XRandom produces slightly non-uniform output

[gurnec]

I'll use some pseudocode to explain.

There's an outer function which produces b random bytes by XORing two arrays of b bytes from two wrapper functions (one wrapper which eventually gets bytes from /dev/urandom, and one from your custom entropy mixer):

function get_random_bytes(b):
    return wrapper1_get_bytes_from_dev_urandom(b) ^ wrapper2_get_bytes_from_custom_mixer(b)

This would look fine to me if at least one of those wrapper functions generated uniform output e.g. if they looked like this:

function wrapper1_get_bytes_from_dev_urandom(b):
    return get_bytes_from_dev_urandom(b)

function wrapper2_get_bytes_from_custom_mixer(b):
    return get_bytes_from_custom_mixer(b)

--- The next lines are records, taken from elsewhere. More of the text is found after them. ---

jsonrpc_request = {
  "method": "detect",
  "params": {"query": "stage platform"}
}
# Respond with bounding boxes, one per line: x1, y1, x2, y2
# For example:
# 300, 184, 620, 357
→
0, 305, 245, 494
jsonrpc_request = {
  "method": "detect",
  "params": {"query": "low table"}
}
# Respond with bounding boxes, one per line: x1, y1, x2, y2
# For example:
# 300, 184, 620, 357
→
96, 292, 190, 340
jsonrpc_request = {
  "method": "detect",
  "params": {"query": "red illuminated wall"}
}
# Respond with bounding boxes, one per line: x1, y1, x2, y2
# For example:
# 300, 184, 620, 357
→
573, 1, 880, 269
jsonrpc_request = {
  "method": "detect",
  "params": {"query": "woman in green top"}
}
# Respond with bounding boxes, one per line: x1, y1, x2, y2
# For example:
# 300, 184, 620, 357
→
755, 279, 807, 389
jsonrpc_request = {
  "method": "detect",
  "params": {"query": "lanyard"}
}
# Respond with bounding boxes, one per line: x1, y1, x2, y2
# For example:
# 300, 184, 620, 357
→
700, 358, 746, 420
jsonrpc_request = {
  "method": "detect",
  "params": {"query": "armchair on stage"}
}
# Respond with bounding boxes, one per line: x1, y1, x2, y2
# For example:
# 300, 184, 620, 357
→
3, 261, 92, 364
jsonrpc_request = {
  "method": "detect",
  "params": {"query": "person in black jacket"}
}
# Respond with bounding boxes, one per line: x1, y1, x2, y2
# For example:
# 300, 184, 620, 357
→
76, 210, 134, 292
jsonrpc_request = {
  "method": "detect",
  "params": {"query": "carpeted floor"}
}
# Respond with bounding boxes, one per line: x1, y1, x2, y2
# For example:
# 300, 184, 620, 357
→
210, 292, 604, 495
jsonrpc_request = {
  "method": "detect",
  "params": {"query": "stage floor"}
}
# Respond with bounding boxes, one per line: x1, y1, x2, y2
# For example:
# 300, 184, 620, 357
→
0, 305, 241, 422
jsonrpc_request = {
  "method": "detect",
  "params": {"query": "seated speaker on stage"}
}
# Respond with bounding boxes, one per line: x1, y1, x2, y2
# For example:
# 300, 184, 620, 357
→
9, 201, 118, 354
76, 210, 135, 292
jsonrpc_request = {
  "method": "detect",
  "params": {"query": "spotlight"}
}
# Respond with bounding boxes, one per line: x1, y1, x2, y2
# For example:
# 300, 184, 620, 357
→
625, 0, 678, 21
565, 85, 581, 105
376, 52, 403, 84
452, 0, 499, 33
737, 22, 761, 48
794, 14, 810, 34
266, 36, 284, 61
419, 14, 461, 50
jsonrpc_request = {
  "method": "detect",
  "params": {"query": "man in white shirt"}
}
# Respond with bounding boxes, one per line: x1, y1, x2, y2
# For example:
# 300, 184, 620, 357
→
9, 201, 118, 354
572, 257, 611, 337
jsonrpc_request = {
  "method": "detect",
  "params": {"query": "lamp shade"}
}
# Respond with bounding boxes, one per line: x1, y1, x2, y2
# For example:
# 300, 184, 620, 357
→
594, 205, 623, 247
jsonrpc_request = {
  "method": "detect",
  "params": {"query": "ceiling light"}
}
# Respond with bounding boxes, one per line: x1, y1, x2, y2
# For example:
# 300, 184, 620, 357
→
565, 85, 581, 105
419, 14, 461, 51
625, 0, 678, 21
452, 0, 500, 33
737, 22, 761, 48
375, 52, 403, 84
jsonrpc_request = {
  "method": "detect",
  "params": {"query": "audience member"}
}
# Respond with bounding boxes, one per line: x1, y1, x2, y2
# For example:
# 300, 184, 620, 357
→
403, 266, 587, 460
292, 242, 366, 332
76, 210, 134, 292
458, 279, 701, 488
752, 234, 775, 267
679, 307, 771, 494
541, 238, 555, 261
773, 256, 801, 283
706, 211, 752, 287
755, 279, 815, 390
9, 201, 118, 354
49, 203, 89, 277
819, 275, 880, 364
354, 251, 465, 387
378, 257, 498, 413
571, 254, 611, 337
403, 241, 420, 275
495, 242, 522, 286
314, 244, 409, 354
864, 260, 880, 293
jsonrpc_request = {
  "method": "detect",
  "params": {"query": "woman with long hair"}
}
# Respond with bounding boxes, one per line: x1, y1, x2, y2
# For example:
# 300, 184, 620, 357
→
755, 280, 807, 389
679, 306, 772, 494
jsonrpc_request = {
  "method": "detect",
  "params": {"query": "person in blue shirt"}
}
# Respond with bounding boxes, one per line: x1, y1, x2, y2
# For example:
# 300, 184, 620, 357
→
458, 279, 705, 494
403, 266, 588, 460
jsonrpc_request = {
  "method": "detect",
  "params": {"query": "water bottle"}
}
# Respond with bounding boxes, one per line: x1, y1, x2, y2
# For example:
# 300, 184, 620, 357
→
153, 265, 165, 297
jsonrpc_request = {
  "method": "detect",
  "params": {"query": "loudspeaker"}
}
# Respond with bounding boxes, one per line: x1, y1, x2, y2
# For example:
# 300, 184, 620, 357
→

But they don't look like the above, instead they both look something like this:

function wrapper1_get_bytes_from_dev_urandom(b):
    do
        bytes = get_bytes_from_dev_urandom(b)
    loop while bytes are all 0's
    return bytes

function wrapper2_get_bytes_from_custom_mixer(b):
    do
        bytes = get_bytes_from_custom_mixer(b)
    loop while bytes are all 0's
    return bytes

Neither ever returns all 0's, and therefore the get_random_bytes() will slightly favor returning all 0's[1]. If you only use this get_random_bytes() with b=32 to create private keys and k's for signatures, this is a non-issue presuming that you'd discard an all 0's result anyways. However if you use get_random_bytes() for other purposes, or if keys are produced by calling get_random_bytes(1) 32 times, it might be an issue (especially when b is small). I couldn't say how much of an issue; I'm no cryptographer....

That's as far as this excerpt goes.